Pretty sure this guy could have phrased it better.

This is what I said in my mind: Sometimes two people are really into each other and like getting it on, so they move in together to save on cash and inadvertently involve a sweet little girl. Everything feels like it's going well for a while, but then the mommy realizes she's wasting all her pretty (and the few years she has left to snag Mr. Boat Shoes) on a boyfriend who has zero motivation, makes barely enough cash to keep mommy stocked on rum, and likes to talk about his feelings. The boyfriend simultaneously realizes that the mommy more closely resembles a robot than a human when it comes to expressing feelings or emotions. (Right here I'd like to point out that I'd rather have a non-whiny robot reppin' me in almost any situation rather than some emotional chick who cares if her boyfriend had a rough day or can't relate to an article in the New Yorker.) That's when they realize that they make awesome roommates but they don't love each other like that anymore and decided to go their separate ways. That way the mommy doesn't hurt the boyfriend physically and break him emotionally and the boyfriend can start saving his meager earnings again. All of this makes the little girl really, really sad and the mommy feels like shit for that. But the mommy also secretly hopes that the little girl is going to one day make use of all this pain by using it as material in her essay for early acceptance into Harvard, where the little girl will go on to fulfill all the broken dreams the mommy once had for herself.
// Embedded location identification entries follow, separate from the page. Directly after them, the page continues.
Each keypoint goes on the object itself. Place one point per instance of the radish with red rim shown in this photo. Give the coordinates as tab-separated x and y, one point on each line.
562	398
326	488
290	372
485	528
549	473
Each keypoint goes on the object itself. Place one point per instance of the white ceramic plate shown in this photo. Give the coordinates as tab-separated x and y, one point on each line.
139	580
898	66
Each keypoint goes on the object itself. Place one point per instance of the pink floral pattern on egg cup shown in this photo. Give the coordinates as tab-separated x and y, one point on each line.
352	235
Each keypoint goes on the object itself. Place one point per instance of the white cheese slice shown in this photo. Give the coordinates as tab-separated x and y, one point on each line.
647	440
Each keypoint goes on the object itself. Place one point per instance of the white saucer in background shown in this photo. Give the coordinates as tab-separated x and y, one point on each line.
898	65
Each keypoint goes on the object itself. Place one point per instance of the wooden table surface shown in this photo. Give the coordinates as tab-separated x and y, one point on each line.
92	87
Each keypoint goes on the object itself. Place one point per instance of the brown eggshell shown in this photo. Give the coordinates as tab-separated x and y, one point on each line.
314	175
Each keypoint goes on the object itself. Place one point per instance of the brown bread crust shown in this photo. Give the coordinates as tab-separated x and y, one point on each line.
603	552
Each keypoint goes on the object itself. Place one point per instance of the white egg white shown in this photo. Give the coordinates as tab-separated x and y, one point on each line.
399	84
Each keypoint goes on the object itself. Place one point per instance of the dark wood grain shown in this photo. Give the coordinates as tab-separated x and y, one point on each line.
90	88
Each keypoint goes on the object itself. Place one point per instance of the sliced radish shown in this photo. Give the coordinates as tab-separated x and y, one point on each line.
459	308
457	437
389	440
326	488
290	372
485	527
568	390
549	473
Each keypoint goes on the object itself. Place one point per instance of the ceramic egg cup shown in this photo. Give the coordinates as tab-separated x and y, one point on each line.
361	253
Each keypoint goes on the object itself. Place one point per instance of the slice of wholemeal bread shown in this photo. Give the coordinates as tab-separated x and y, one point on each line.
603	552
My therapist and my daughter's therapist thought their speech was spot-on as far as break-up speeches go. They're fucking morons. My daughter elucidated these very valid points:

1- If you're such good friends why should he move out? Now we can all just get along and be really good friends together!

Spoiler Alert: Doesn't work.

2- If I wasn't really upset with him and we were going to be friends, why was I crying like a baby?

I told her to count her fucking blessings.

3- If we were breaking up anyway and he was moving out, what did it matter that we were good friends? Why were were ruining everything?

4- Was he going to take the TV?

It's what brings us together as a family. Don't judge.

5- Why would we break-up right before her birthday? (Such a valid point. One of my first thoughts was that I wouldn't get a boyfriend bday present this year...)

I had no good answers, except that he was, in fact, taking the TV, so I just cried a little more.

So to sum up, the day after I finally realized I was single, I cried a lot.

But I also did other things:

- I told the family it was over and in good form they all reminded me of his very worst qualities. Except for my mother who told me I should work out more.

- I Facebook ended it- which was just embarrassing because I forgot to take the status update off right away and didn't realize people could see that horrific "went from in a relationship to single" highlight until someone commented on it.

- I checked my phone approximately 333,000 times an hour so I could not answer when he called to beg my forgiveness.

- I watched "The Notebook" and got all worked up over how hot Ryan Gosling is and then cried because I didn't have someone to shag.

I only cried at the parts when Ryan was old. Otherwise, I was to busy pretending I was Rachel.

- I watched "Forgetting Sarah Marshall" and cried because I couldn't afford a post-breakup trip to Hawaii.

- I took some of my fave RX's and passed out. Alone. In what was once our bed. Worse, in what would soon be his bed.